Tuesday, April 13, 2021

Linda Soo Park’s new book of poems is just an exercise

One you are saving
By Linda Soo Park
Portrayed by Robert Sae-heung

I was reading Heather Crystal before I started Linda Soo Park’s “The Thing Thing You Save” “The Rowing Book.” In one section, Christley described children’s theories about the structure of the moon, published in The American Journal of Psychology in 1902 as “a house entirely in the round face of every child.”

This is the image I kept with me during “The One Thing You Save”, which is not entirely successful in its poetic structure, but reveals a crowded classroom where the children are remarkably deep for a simple assignment question. Let’s share the answers. We see their faces in their mind’s eye, as they are peeping out the window, contemplating with humor and grace what they value most in their young lives.

Park, Newberry Medal Winner Writer “A single shard,” The assignment begins with: “Imagine a fire in your house. You are allowed to save one thing. In the everyday speech of middle school students, their characters respond. “Hey dude, I hate it, I’m never able to decide,” one declares, but they exchange little with each other and in long monologues that follow Sijo’s structure, A poetic form similar to a Korean three-line syllable haiku or tankha.

Although Park borrows from the form, he does not follow it; Most students’ responses include multiple two-to-three-line verses, giving them a jarring quality. The sudden increase at the ends of these lines combined with the push-pull between the forward motion of the speech and the rules of Sijo, in which ideas like subtle voltages are included from one line to another, are more distracting than illuminating.

Children are funny and poetic in themselves, a plurality of voices in discussion and quarrels among themselves. The park embraces chaos, which adds movement to the dialogue. The speaker returns, continues his thoughts, revises his answers.

To answer for themselves, some students take items with sentimental value: an old sweater, a baseball sports program.
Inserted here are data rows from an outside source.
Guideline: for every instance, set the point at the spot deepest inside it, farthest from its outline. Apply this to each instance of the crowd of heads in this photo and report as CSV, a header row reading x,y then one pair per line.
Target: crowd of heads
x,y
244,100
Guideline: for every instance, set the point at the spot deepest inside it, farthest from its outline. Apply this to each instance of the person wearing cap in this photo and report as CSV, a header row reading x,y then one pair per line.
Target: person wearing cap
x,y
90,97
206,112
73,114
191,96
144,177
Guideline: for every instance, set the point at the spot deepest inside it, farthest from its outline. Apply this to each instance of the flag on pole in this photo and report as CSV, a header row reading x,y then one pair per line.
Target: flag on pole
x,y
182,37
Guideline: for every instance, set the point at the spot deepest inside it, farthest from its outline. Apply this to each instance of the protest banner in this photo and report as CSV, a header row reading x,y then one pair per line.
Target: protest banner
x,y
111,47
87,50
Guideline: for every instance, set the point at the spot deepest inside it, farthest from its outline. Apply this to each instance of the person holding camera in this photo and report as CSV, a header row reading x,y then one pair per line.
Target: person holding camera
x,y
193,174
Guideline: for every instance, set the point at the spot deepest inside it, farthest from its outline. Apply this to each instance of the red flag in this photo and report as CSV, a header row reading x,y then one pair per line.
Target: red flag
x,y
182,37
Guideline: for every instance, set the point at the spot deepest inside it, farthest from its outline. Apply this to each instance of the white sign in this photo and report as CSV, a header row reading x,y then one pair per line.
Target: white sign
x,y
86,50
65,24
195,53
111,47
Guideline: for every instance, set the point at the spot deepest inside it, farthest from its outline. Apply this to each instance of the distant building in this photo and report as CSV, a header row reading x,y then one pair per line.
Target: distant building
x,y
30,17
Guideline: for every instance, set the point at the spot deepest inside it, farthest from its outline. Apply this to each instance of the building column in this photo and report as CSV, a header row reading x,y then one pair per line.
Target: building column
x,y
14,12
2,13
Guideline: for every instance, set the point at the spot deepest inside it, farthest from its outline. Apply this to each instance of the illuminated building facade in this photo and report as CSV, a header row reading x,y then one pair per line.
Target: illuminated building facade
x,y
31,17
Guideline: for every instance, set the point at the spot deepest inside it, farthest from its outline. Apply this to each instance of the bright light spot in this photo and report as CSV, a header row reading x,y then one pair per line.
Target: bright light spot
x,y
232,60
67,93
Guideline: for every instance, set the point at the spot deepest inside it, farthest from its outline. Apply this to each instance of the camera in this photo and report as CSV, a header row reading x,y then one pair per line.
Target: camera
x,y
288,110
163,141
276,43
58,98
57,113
Others opt for practicality: a phone, a parent’s wallet. Another, hilarious, picks up the rug to stop, drop, and roll over to an old, slow, sure-to-fire neighbor.

One student aims to use new sneakers to remove the flames, while the other swears to “do nothing”. / There is nothing important, “with a gloom that impresses everyone for its non-equality and case-fact:” Come see it on its own, the place is a total dump. “

This seems natural, as Park takes the book into more serious territory, turning the conversation towards grief: a child plays a distinctly specific play-by-play that is actually between the smoke and the bickering It happens; Another recalls the deceased brother, who reminds of another pet dog that died.

The responses are acknowledged by the gray-and-shedded sketch of Robert Say-heung, who recounts imaginative doodles in a notebook, but grounds students’ reflection by depicting them in cartoon form: there’s a sweater , There is the rug, there is the picture.

Although the medium of the park does not always work, its message is powerful: We do not need a great blazing tragedy to determine what we are most precious in our lives; We can define what is important through our thoughts and memories, always at hand, in our heads and hearts – safe, where flames do not reach.